Playing with vector search in OpenSearch and getting strange similarity scores, trying to understand why.
To keep things simple, I’ve indexed two vectors – [0, 1] and [0, -1].
To my understanding similarity score is simply cosine value for the angle between vectors (also I’ve used online similarity calculator and my own written function to compare).
So in this case angle is 180 degrees, so cos(alpha) value should be -1.

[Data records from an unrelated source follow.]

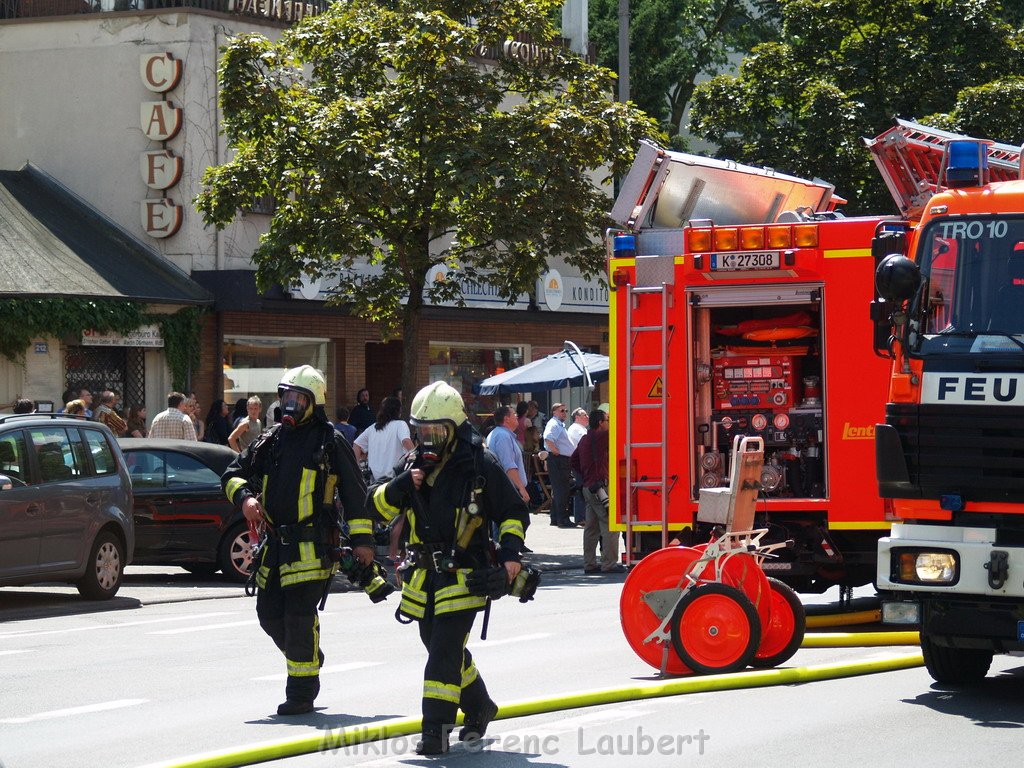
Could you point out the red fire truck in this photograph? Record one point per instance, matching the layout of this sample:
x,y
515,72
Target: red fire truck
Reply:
x,y
737,308
950,453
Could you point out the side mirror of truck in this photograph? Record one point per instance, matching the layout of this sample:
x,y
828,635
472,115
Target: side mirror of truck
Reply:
x,y
897,279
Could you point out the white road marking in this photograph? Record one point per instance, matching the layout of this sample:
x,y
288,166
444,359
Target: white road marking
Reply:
x,y
330,669
71,712
37,633
508,640
204,628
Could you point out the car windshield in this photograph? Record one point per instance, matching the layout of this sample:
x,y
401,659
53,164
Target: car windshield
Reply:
x,y
973,270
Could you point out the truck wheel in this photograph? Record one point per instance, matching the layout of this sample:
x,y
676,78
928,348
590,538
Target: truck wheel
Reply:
x,y
103,569
784,632
715,629
954,666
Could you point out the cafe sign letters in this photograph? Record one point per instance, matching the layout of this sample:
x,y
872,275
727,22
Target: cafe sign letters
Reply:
x,y
161,121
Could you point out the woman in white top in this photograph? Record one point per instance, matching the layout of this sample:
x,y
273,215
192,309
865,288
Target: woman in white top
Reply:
x,y
385,441
382,444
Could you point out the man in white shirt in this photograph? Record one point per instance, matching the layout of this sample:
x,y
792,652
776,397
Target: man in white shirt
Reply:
x,y
173,422
559,448
576,431
503,444
578,428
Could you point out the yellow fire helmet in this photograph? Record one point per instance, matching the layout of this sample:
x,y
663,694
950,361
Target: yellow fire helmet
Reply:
x,y
308,389
437,411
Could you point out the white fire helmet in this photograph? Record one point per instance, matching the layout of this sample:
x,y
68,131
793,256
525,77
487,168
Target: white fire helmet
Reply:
x,y
299,391
437,411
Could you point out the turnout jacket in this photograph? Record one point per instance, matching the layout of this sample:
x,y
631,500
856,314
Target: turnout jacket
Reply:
x,y
309,483
438,512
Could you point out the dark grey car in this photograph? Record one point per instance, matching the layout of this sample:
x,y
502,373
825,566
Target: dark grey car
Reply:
x,y
66,504
182,516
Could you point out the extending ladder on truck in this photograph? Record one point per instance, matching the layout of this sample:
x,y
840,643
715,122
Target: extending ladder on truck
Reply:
x,y
662,293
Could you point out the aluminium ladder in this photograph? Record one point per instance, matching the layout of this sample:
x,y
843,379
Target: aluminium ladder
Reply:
x,y
635,294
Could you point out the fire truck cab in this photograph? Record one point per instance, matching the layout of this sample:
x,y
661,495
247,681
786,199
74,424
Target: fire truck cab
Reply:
x,y
737,308
950,454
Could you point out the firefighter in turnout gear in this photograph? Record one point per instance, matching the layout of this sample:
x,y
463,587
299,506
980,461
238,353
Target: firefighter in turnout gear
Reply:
x,y
452,489
289,481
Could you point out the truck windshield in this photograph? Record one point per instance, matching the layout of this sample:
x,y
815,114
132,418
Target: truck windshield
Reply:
x,y
973,270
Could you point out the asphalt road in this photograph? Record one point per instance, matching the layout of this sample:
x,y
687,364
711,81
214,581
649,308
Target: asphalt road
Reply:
x,y
162,679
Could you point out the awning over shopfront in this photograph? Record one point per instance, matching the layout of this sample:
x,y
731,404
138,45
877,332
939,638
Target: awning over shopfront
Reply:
x,y
53,244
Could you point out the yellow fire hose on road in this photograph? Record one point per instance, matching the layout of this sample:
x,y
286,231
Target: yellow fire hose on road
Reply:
x,y
397,727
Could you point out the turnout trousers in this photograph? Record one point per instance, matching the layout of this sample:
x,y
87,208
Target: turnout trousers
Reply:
x,y
290,617
451,680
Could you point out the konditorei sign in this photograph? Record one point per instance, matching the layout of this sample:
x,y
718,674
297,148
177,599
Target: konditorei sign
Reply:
x,y
161,121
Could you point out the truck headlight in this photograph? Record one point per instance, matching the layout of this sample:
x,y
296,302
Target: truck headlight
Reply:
x,y
926,566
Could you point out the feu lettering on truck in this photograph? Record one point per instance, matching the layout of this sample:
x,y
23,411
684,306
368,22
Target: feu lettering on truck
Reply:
x,y
972,389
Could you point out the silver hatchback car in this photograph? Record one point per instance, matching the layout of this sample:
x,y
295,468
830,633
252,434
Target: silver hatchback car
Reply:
x,y
66,504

Though in open search when I do search for:
POST /my-index2/_search
{
"size": 10,
"query": {
"knn": {
"content_vector": {
"vector": [0, 1],
"k": 10
}
}
}
}
I get following:
"hits": [
{
"_index": "my-index2",
"_id": "1",
"_score": 0.9999999,
"_source": {
"content": "up",
"content_vector": [
0,
1
]
}
},
{
"_index": "my-index2",
"_id": "2",
"_score": 0.33333334,
"_source": {
"content": "down",
"content_vector": [
0,
-1
]
}
}
]
My index definition looks like this:
PUT /my-index2
{
"settings": {
"index": {
"knn": true
}
},
"mappings": {
"properties": {
"content": {
"type": "text"
},
"content_vector": {
"type": "knn_vector",
"dimension": 2,
"method": {
"name": "hnsw",
"space_type": "cosinesimil",
"engine": "nmslib",
"parameters": {
"ef_construction": 500,
"m": 16
}
}
}
}
}
}